Marco Cornaro's first marriage was to Giovanna Scrovegni of Padua, with whom he had three sons and two daughters. His second marriage was to a woman named Caterina about whom little is known other than her low social status made his later election to the doge difficult. Dogaressa Caterina was somewhat mocked for her simple habits, which was not seen as suitable for the rank of a dogaressa, but he always defended her and called her a good woman and wife. Cornaro acquired his own wealth through trade with Egypt. He also followed both military and political careers in the service of the Republic, leading troops at sea and on the mainland. He served as ambassador to Emperor Charles IV and Pope Clement VI, and was also a member of the Venetian delegation to the election of Pope Urban V in Avignon.
Cornaro was instrumental in the discovery and suppression of the attempted coup d'état in 1355 by the then doge Marino Faliero, who intended to declare himself prince of Venice. Following the dissolution of the plot and execution of the conspirators, Cornaro was briefly made vice-doge before a successor to Faliero could be appointed.

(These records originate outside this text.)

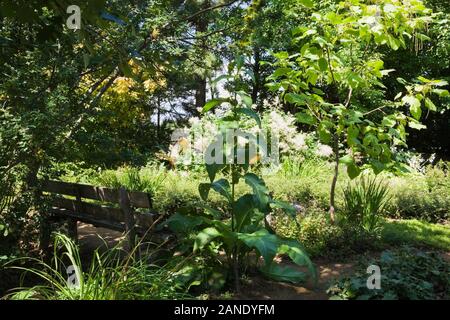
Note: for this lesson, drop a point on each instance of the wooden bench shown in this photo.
(113, 209)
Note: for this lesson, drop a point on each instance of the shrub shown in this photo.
(425, 197)
(365, 201)
(109, 277)
(405, 274)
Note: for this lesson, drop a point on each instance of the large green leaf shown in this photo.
(203, 189)
(213, 103)
(353, 170)
(222, 187)
(181, 223)
(285, 206)
(260, 190)
(263, 241)
(283, 273)
(243, 209)
(246, 99)
(298, 255)
(414, 106)
(304, 117)
(252, 114)
(307, 3)
(204, 237)
(213, 169)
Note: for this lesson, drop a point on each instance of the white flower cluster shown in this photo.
(189, 144)
(283, 125)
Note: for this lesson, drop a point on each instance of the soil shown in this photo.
(256, 286)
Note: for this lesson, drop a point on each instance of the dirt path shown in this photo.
(257, 287)
(261, 288)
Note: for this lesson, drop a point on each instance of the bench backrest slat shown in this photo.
(137, 199)
(99, 212)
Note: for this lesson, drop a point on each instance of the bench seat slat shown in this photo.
(137, 199)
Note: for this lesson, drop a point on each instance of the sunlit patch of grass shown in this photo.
(416, 232)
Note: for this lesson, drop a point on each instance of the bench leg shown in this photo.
(72, 229)
(44, 241)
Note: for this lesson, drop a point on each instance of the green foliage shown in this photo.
(244, 232)
(109, 277)
(416, 232)
(365, 202)
(335, 61)
(405, 274)
(425, 197)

On the death of the previous incumbent Lorenzo Celsi on 18 July 1365, Cornaro was elected to the dogal office, despite the aspersions cast by his opponents over his advanced age, his wife's low birth and his friendships with foreign princes. Once elected, in contrast to his predecessors, he established a respectful stance towards Venice's public bodies.
During the two and a half years of his reign, Venice saw no major changes or wars, although it lost the islands of Chios and Lesbos and the city of Phocaea to the Republic of Genoa. He was successful in re-establishing Venetian trade with Egypt by convincing Urban V to rescind his prohibition on dealing with infidels. Cornaro ordered the construction of a wing of the Doge's Palace on its side facing San Marco.
Marco Cornaro died in the early hours of 13 January 1368. He is buried in the Basilica of San Zanipolo.